See’s filed a demurrer arguing that Mrs. Ek’s claims were preempted by the WCA.  The demurrer was overruled, and on appeal See’s argued that Mrs. Ek’s claims should have been dismissed because her late husband’s death derived from Mrs. Ek’s own injuries sustained at work, and thus preempted by the WCA.

The Court said the employee’s allegations did not support WCA preemption because it is possible for an asymptomatic person – someone who has not been “injured” as defined by the statute – to transmit COVID-19.  Thus, Mrs. Ek’s late husband could have contracted COVID-19 from Mrs. Ek even if Mrs. Ek was not “injured” while working at See’s.  The Court went onto explain that even if it considered Mrs. Ek’s COVID-19 infection an “injury,” the WCA would preempt her claim only if her late husband’s death was “logically” or “legally dependent” on Ms. Ek’s injury.  Here, while Mr. Ek’s injury was casually dependent on Mrs. Ek’s COVID-19 infection, Mrs. Ek did not sue See’s based on her own injuries or any trauma her husband might have suffered from seeing her ill.

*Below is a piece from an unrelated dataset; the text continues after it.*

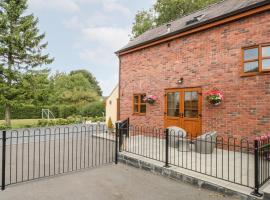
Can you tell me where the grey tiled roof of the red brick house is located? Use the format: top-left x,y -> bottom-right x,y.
116,0 -> 270,53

The panel went onto specifically distinguish from several decisions in other forums, including the Kuciemba case from the Northern District of California (which we covered earlier here).  The panel summarily dismissed the ruling in that case as “conclusory” and thus not persuasive.

While the opinion provides a roadmap of decisions in several other jurisdictions that, for various reasons, have found the WCA preempts COVID-19 “take-home” torts, this decision potentially opens the doors for many other similar lawsuits to proceed in California state courts, given the breadth of the pandemic.  While the Court noted this possibility, it determined that scenario is something for the legislature to address.  In the meanwhile, employer can best protect themselves by ensuring that they have implemented proper safety protocols in the workplace (which for instance, are in compliance and aligned with Cal-OSHA’s Emergency Temporary Standards (“ETS”), which can be found here.